Note that I call the values produced by DivNet estimates, because the DivNet algorithm estimates the number of missing species over many iterations and calculates the diversity indices over the range of values rather than set values. This is also why the DivNet plots have error bars.

The Shannon diversity estimates from DivNet are lower than the values calculated by phyloseq because we ran DivNet at the Class level instead of the ASV level. Overall though, the results are similar. October has the highest Shannon estimate and November and December are ower. The 1 μm size fraction samples have a higher Shannon diversity than the 0.2 μm fraction samples for all months.

Looking at the Simpson plot, however, you’ll notice a big difference between the DivNet and phyloseq results. Some of the difference is due to estimating diversity at the Class level. But, most of the difference is because the two programs are calculating slightly different forms of Simpson. phyloseq is calculating Simpson’s Index (D), while DivNet is calculating Simpson’s Index of Diversity (aka the Gini-Simpson Index) (1 - D). If we subtract the DivNet Simpson estimate from 1 during plotting, we get an answer that looks more like the phyloseq results.

simpson_divnet_meta %>%
  ggplot(aes(x = Sample,
  y = 1 - estimate, # convert Simpson from D to 1 - D
  color = Month,
  shape = Fraction)) +
  geom_point(size = 3) +
  geom_errorbar(aes(ymin = 1 - lower, # don’t forget to convert
  ymax = 1 - upper), # the error bars!
  width = 0.3) +
  theme_bw() +
  ylab("Simpson's Index of Diversity (1 - D) Estimate") +
  scale_x_discrete(limits = sample_order) +
  theme(axis.text = element_text(angle = 45, hjust = 1))

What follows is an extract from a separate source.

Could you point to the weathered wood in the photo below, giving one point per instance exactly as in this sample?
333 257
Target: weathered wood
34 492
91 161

Now the pattern for Simpson is more similar to the phyloseq result and the Shannon result from DivNet. According to Simpson’s Index of Diversity, the November samples are more diverse than the December samples from the same size fraction.

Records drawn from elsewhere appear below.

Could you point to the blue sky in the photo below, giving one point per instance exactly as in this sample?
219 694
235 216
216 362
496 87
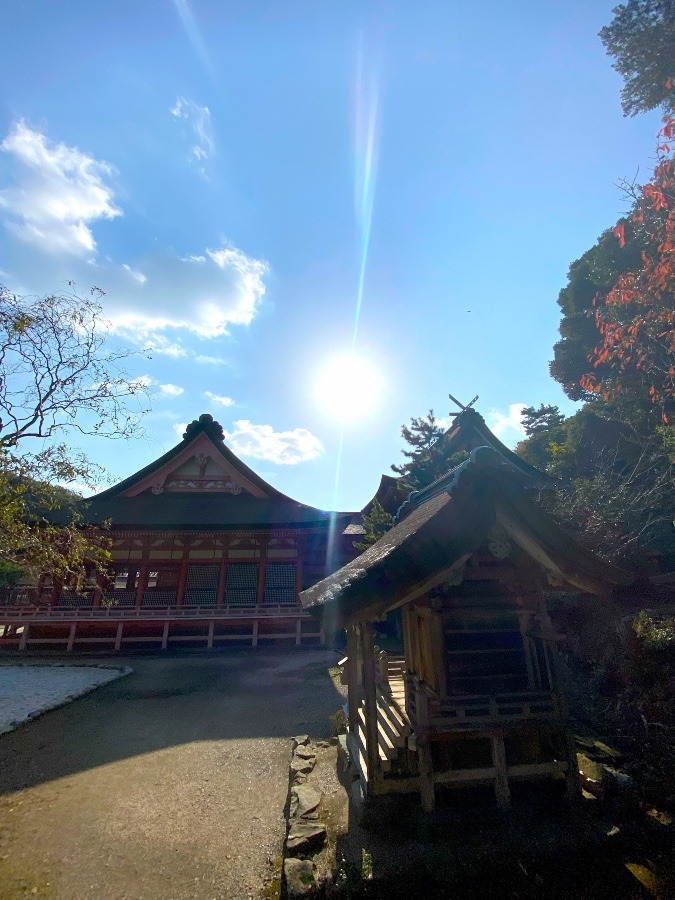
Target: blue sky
392 191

If we want to calculate Hill numbers (effective number of species, or really effective number of classes in this case) again, we can do it like this:

shannon_divnet_hill <- shannon_divnet_meta %>%
  ggplot(aes(x = Sample,
  y = exp(estimate),
  color = Month,
  shape = Fraction)) +
  geom_point(size = 3) +
  geom_errorbar(aes(ymin = exp(lower),
  ymax = exp(upper)),
  width = 0.3) +
  theme_bw() +
  labs(title = "Effective Shannon Diversity Estimate",
  y = "Effective Number of Classes") +
  scale_x_discrete(limits = sample_order) +
  theme(axis.text = element_text(angle = 90, hjust = 1))

simpson_divnet_hill <- simpson_divnet_meta %>%
  ggplot(aes(x = Sample,
  y = 1/estimate,
  color = Month,
  shape = Fraction)) +
  geom_point(size = 3) +
  geom_errorbar(aes(ymin = 1/lower,
  ymax = 1/upper),
  width = 0.3) +
  theme_bw() +
  labs(title = "Effective Simpson's Index Estimate",
  y = "Effective Number of Classes") +
  scale_x_discrete(limits = sample_order) +
  theme(axis.text = element_text(angle = 90, hjust = 1))

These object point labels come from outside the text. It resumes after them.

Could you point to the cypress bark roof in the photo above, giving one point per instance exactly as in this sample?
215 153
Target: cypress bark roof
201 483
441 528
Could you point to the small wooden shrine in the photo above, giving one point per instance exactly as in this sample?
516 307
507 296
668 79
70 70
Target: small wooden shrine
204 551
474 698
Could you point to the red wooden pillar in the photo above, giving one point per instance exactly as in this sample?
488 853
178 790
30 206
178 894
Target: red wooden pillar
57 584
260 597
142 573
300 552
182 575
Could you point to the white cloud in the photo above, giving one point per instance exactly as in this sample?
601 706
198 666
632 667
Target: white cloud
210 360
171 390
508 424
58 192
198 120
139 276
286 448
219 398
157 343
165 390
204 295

grid.arrange(shannon_divnet_hill, simpson_divnet_hill, ncol = 2)

Significance testing

We can also do significance testing of our DivNet diversity estimates. DivNet is actually one of two related R packages by the same author. DivNet estimates alpha and beta diversity and the package breakaway estimates richness. Breakaway also includes a function, betta(), that can be used to do hypothesis testing of diversity measures calculated using either of the packages.

betta() is a bit confusing. The package author’s tutorial is here.

Key Points

• Different alpha diversity indices emphasize on different aspects of alpha diversity. Make choices based on your questions and interpret the results based on the methods you choosed.

• Hill numbers are linear and intuitive while original alpha diversicy index values are not.